C’est peut-être parce qu’au siècle dernier, on en consommait l’équivalent de 3 baguettes ½ par jour et par personne, ce qui représente tout de même 328 kg de pain sur une année ! Au fil du temps, des guerres et des révolutions (industrielles notamment), nous avons modifié notre façon de manger. De denrée vitale et de met indispensable à toute tablée, le pain est devenu un ingrédient plaisir; pour preuve, seuls 33% des Français disent consommer du pain à chaque repas. En 2018, ils en ont consommé l’équivalent d’une demi-baguette par jour, ce qui ne représente « plus que » 58 kg par an et par personne.

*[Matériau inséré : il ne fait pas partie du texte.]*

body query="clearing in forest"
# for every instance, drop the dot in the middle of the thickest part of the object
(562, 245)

C’est 82% de moins qu’il y a 100 ans ! Une tendance de consommation qui s’est accélérée depuis une dizaine d’années et qui s’explique par de multiples facteurs.
Pourquoi consommons-nous moins de pain ?
Le facteur prix
Le facteur prix impacte la relation qui unit les Français au pain, même si son rôle dans la réduction de notre consommation reste minime. Depuis le passage à l’euro fin 2001, le prix moyen d’une baguette a augmenté de +30%… Une envolée qui semble un peu folle mais qui est finalement plutôt « raisonnable » puisqu’elle suit, à peu de chose près, la courbe des prix à la consommation (+24% sur la même période). Et dans son article « Non l’euro ne fait pas flamber le prix de la baguette » le journaliste Jean-Marc Vittori nous rappelle à juste titre que depuis 2001 le SMIC a lui été réévalué de +50%. Le facteur prix est donc avant tout un frein psychologique. Il y a un seuil de prix à ne pas dépasser et les faiseurs et les vendeurs de pain le savent : moins de 1€, c’est le prix que les français sont prêts à payer pour acheter une baguette et avec un prix moyen affiché à 0.87€, on est (encore) en-dessous de ce seuil. Le facteur prix seul n’explique donc pas pourquoi les français consomment moins de pain qu’avant, et pour comprendre pourquoi les boulangeries doivent vraiment se réinventer, il faut regarder ailleurs.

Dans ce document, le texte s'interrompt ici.